First step is quite easy, since we already have our parser to do it:
module Brainfuck
module Stages
class Generator < Rubinius::Compiler::Stage
# later!
end
class Code < Rubinius::Compiler::Stage
stage :bf_code
next_stage Generator
def initialize(compiler, last)
super
# tell the compiler we want to get the code
compiler.parser = self
end
attr_accessor :code
def run
@output = Brainfuck::Parser.parse(@code)
run_next
end
end
end
end
…and second step is easy as well, since we have AST::Script#bytecode
:)
module Brainfuck
module Stages
class Generator < Rubinius::Compiler::Stage
next_stage Rubinius::Compiler::Encoder
def initialize(compiler, last)
super
compiler.generator = self
end
def run
@output = Rubinius::Generator.new
@input.bytecode @output
@output.close
run_next
end
end
end
end
To trigger those steps, we’ll just create or compiler class, but a very simple one: we’ll just create an instance to go from Brainfuck to a compiled method.
module Brainfuck
class Compiler < Rubinius::Compiler
def self.compile_code(code)
compiler = new :bf_code, :compiled_method
compiler.parser.code = code
compiler.run
end
end
end
And now comes the method all this has been written for: Brainfuck#run
. We
just compile the code, setup a few things for Rubinius to work, and call it, at
last.
module Brainfuk
module_function
def run(code)
meth = Compiler.compile_code(code)
meth.scope = binding.static_scope.dup
meth.name = :__eval__
script = Rubinius::CompiledMethod::Script.new(meth, "(eval)", true)
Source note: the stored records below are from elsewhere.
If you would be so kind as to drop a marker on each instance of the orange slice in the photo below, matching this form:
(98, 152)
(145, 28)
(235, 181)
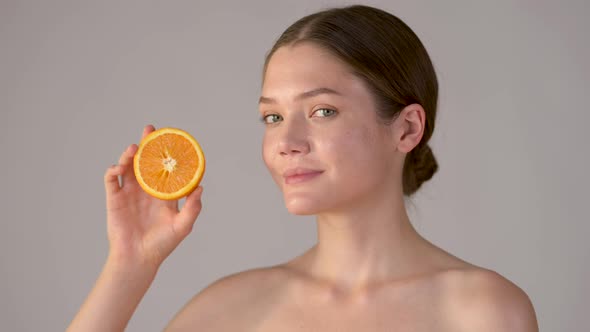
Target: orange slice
(169, 163)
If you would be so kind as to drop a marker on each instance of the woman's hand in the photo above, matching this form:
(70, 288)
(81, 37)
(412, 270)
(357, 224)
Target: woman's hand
(142, 229)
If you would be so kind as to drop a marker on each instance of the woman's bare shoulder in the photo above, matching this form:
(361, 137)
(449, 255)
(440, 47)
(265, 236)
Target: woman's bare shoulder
(220, 305)
(479, 299)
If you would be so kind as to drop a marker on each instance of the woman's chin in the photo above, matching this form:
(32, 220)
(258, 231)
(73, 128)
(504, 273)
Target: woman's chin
(302, 207)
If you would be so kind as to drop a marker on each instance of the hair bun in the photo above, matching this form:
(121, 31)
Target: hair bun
(420, 165)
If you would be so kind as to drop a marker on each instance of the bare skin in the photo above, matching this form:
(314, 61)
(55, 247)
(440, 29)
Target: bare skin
(369, 271)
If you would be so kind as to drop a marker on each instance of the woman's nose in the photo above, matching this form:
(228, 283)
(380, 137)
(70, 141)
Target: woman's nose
(294, 138)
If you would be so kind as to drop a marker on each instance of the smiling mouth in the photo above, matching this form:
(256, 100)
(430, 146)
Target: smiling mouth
(298, 178)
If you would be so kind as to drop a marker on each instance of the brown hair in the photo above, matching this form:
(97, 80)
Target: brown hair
(383, 51)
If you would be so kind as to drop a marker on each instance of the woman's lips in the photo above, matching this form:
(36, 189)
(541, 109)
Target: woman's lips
(301, 177)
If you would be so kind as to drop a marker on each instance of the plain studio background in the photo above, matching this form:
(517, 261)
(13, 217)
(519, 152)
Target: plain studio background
(80, 79)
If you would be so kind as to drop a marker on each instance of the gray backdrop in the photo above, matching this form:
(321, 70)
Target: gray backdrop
(80, 79)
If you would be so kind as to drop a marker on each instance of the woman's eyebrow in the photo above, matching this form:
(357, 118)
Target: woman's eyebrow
(304, 95)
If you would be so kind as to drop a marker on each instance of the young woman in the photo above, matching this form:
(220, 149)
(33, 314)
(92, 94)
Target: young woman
(348, 101)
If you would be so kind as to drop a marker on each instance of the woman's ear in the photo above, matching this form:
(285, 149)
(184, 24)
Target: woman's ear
(409, 127)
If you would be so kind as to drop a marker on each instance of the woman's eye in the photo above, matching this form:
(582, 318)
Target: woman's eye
(325, 111)
(273, 117)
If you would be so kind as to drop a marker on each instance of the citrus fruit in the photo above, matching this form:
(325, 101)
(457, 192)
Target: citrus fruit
(169, 163)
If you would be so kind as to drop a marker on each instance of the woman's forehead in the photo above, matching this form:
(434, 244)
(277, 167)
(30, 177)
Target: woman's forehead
(305, 67)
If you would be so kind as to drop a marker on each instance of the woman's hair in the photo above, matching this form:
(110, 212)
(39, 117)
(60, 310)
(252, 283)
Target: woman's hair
(385, 53)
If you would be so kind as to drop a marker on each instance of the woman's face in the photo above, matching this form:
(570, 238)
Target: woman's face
(319, 116)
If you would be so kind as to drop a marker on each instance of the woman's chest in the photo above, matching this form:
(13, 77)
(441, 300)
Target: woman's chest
(410, 314)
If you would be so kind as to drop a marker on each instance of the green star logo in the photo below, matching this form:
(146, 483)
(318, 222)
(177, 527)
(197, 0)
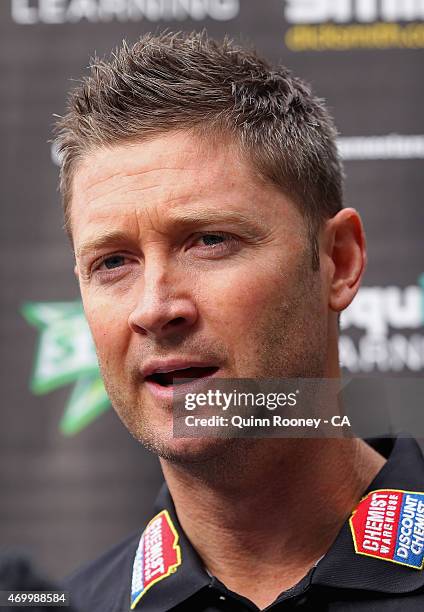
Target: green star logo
(66, 354)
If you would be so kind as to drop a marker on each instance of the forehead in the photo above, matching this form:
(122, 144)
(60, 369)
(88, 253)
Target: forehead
(151, 182)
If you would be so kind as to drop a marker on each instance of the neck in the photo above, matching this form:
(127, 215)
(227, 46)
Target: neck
(271, 507)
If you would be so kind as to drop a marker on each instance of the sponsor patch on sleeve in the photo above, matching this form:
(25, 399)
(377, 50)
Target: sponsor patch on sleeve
(388, 524)
(158, 556)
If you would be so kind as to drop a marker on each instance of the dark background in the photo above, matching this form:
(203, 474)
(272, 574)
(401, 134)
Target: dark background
(63, 498)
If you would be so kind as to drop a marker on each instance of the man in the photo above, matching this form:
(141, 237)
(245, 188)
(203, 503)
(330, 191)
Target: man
(203, 198)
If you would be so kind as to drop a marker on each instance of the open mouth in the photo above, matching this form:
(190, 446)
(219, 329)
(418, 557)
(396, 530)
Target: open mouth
(178, 377)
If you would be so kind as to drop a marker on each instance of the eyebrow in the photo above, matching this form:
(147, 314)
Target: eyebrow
(186, 218)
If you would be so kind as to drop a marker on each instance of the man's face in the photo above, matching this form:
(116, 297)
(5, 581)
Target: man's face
(186, 259)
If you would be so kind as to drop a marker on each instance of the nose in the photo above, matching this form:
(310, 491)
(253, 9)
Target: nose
(163, 308)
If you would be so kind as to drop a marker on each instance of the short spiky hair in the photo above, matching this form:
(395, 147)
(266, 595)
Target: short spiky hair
(186, 81)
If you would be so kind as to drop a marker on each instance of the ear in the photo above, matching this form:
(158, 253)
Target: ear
(345, 252)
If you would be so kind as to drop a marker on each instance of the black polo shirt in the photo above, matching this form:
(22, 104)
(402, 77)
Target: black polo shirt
(162, 572)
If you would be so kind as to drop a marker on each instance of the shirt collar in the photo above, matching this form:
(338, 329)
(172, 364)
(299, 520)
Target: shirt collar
(341, 567)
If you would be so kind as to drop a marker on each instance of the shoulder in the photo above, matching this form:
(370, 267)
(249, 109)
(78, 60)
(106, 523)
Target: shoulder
(105, 584)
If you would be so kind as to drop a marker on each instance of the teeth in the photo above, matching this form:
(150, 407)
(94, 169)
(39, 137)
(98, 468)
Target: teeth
(166, 370)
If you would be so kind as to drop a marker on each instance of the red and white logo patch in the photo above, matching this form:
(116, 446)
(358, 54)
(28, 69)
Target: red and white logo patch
(158, 556)
(388, 524)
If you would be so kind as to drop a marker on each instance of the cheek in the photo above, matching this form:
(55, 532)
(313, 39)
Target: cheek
(108, 322)
(235, 302)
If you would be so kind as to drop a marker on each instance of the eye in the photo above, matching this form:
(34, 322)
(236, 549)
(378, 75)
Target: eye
(212, 239)
(113, 261)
script.eval_binding = binding
script.eval_source = code
meth.scope.script = script
be = Rubinius::BlockEnvironment.new
be.under_context(binding.variables, meth)
be.from_eval!
be.call
end
end
Now let’s see if all those efforts were vain, or if this works!
pry(main)> load "bf_rbx.rb"
=> true
pry(main)> Brainfuck.run("++++++++++[>+++++++>++++++++++>+++>+<<<<-]>++.>+.
pry(main)* +++++++..+++.>++.<<+++++++++++++++.>.+++.------.--------.>+.>.");
Hello World!
Now you can have fun and run complex scripts like this one on the Rubinius VM. :)